Value When it runs Recommended use
auto TensorFlow defaults during index; external via metadata/schedule Leave as-is for most setups.
manual Only when explicitly invoked (CLI/API) Experiments and diagnostics.
on-index During indexing + manual Fast built-in models only.
newly-indexed Metadata worker after indexing + manual External/Ollama/OpenAI without slowing import.
on-demand Manual, metadata worker, and scheduled jobs Broad coverage without index path.
on-schedule Scheduled jobs + manual Nightly/cron-style runs.
always Indexing, metadata, scheduled, manual High-priority models; watch resource use.
never Never executes Keep definition without running it.

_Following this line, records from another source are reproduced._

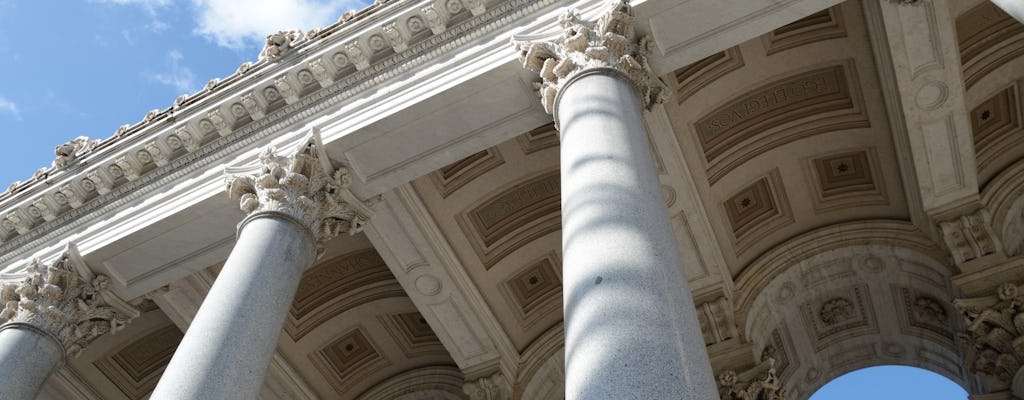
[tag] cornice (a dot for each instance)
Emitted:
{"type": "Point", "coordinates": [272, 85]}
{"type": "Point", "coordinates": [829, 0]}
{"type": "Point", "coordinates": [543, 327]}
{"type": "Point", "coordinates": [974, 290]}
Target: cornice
{"type": "Point", "coordinates": [205, 130]}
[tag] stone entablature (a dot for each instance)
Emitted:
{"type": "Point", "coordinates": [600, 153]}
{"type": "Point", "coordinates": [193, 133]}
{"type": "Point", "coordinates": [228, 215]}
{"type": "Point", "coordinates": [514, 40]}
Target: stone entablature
{"type": "Point", "coordinates": [65, 300]}
{"type": "Point", "coordinates": [309, 74]}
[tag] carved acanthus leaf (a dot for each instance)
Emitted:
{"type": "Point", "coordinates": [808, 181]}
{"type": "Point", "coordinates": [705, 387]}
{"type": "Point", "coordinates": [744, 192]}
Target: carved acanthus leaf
{"type": "Point", "coordinates": [304, 186]}
{"type": "Point", "coordinates": [994, 325]}
{"type": "Point", "coordinates": [608, 43]}
{"type": "Point", "coordinates": [760, 383]}
{"type": "Point", "coordinates": [279, 44]}
{"type": "Point", "coordinates": [66, 300]}
{"type": "Point", "coordinates": [71, 151]}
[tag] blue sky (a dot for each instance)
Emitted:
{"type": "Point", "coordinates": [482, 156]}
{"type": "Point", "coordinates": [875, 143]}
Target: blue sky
{"type": "Point", "coordinates": [83, 68]}
{"type": "Point", "coordinates": [890, 383]}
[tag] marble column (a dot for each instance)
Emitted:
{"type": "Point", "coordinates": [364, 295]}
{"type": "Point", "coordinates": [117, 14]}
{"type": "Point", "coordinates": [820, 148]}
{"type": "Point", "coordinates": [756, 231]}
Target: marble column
{"type": "Point", "coordinates": [1013, 7]}
{"type": "Point", "coordinates": [631, 326]}
{"type": "Point", "coordinates": [49, 315]}
{"type": "Point", "coordinates": [294, 205]}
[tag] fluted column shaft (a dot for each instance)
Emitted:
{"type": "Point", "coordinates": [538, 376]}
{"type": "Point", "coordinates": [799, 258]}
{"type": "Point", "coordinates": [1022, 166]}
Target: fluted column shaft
{"type": "Point", "coordinates": [631, 326]}
{"type": "Point", "coordinates": [225, 352]}
{"type": "Point", "coordinates": [28, 356]}
{"type": "Point", "coordinates": [295, 204]}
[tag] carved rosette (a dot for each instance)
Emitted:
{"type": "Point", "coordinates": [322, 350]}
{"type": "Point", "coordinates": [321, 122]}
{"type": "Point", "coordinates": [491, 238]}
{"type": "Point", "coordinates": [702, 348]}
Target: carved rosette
{"type": "Point", "coordinates": [486, 388]}
{"type": "Point", "coordinates": [608, 43]}
{"type": "Point", "coordinates": [994, 325]}
{"type": "Point", "coordinates": [66, 300]}
{"type": "Point", "coordinates": [760, 383]}
{"type": "Point", "coordinates": [304, 186]}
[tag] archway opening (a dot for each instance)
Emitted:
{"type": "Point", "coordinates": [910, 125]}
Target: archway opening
{"type": "Point", "coordinates": [890, 383]}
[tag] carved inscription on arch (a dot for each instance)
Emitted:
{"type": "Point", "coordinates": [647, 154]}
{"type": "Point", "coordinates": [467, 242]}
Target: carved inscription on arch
{"type": "Point", "coordinates": [514, 217]}
{"type": "Point", "coordinates": [821, 100]}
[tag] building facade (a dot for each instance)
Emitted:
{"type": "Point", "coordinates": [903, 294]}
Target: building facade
{"type": "Point", "coordinates": [544, 200]}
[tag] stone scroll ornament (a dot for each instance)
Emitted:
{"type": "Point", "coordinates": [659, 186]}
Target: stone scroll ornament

For performance reasons, on-index is only supported for the built-in TensorFlow models.

Options

The model Options allow you to adjust model parameters such as temperature, top-p, and schema constraints when using Ollama/OpenAI:

Option Default Description
Temperature engine default (0.1 for Ollama; unset for OpenAI) Controls randomness; clamped to [0,2]. gpt-5* OpenAI models are forced to 0.
TopP engine default (0.9 for some Ollama label defaults; unset for OpenAI) Nucleus sampling parameter.
MaxOutputTokens engine default (OpenAI caption 512, labels 1024; Ollama label default 256) Upper bound on generated tokens; adapters raise low values to defaults.
ForceJson engine-specific (true for OpenAI labels; false for Ollama labels; captions false) Forces structured output when enabled.
SchemaVersion derived from schema name Override when coordinating schema migrations.
Stop engine default Array of stop sequences (e.g., ["\\n\\n"]).
NumThread runtime auto Caps CPU threads for local engines.
NumCtx engine default Context window length (tokens).

Service

The model Service settings allow you to configure endpoints and authentication for engines that perform remote HTTP requests, such as Ollama and OpenAI:

Field Default Notes
Uri required for remote Endpoint base. Empty keeps model local (TensorFlow).
Method POST Override verb if provider needs it.
Key "" Bearer token; prefer env expansion.
Username / Password "" Injected as basic auth when URI lacks userinfo.
Model "" Endpoint-specific override; wins over model/name.
Org / Project "" OpenAI headers (org/proj IDs)
RequestFormat / ResponseFormat set by engine alias Explicit values win over alias defaults.
FileScheme set by engine alias (data or base64) Controls image transport.
Disabled false Disable the endpoint without removing the model.

Authentication: All credentials and identifiers support ${ENV_VAR} expansion. Service.Key sets Authorization: Bearer <token>; Username/Password injects HTTP basic authentication into the service URI when it is not already present.